Can a website make an HTTP request to "localhost"? How does it get around the cross-domain policy?
Im surprised nobody has pointed out that the accepted answer (by meltdownmonk) is wrong.
"It will not break cross domain policy, because the request will not cross domains. It will stay local. One way to avoid cross domain policies, is to get the target victim to make the HTTP request themselves. Thus the request never crosses domains."
"It's not the website itself connecting to your Redis machine. It's you connecting to your Redis machine, executing client side code/scripts that you ran by clicking the link"
"The attacker doesn't have full control over the process. They rely on the owner of the Redis server to execute the code."

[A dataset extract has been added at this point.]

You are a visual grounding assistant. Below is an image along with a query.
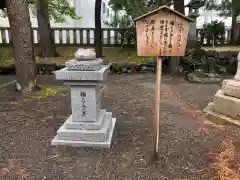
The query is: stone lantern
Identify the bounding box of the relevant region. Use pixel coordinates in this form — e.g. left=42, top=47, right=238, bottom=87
left=51, top=49, right=116, bottom=148
left=186, top=0, right=205, bottom=47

"...it's not the attacker that executes them, it's the owner, and so no Cross Domain Policies are violated."
This is not how the Same-Origin-Policy (SOP) and Cross Origin Resource Sharing (CORS) work. Of course the request will cross domains when a website tries to connect to localhost. Also it is the website itself trying to connect to your redis and not the user - the attacker does not have to rely on the user. There is no difference whether the code runs automatically in the background or if the user clicks a button.
A website is basically able to send requests to localhost on different ports and can thereby even run a port scan. The browser's CORS implementation will ensure that data cannot be read by javascript. Therefore, the attacker cannot steal data from localhost and send it to a server. This is only true of course as long as your services on localhost do not explicitly allow CORS requests to be made (when they sent allow-origin headers, the attacker can steal data).
Apart from this, requests are still possible and therefore CSRF attacks are also possible. Such a CSRF attack could be triggered with a simple javascript HTTP-request (which does not require a CORS preflight check), but also HTML form data sent via GET/POST and websockets can be used to establish a connection to local services.
So to sum it up, if you visit a website, this website will be able to send requests to your local services on your computer on different ports. Reading data from your local services is normally not possible.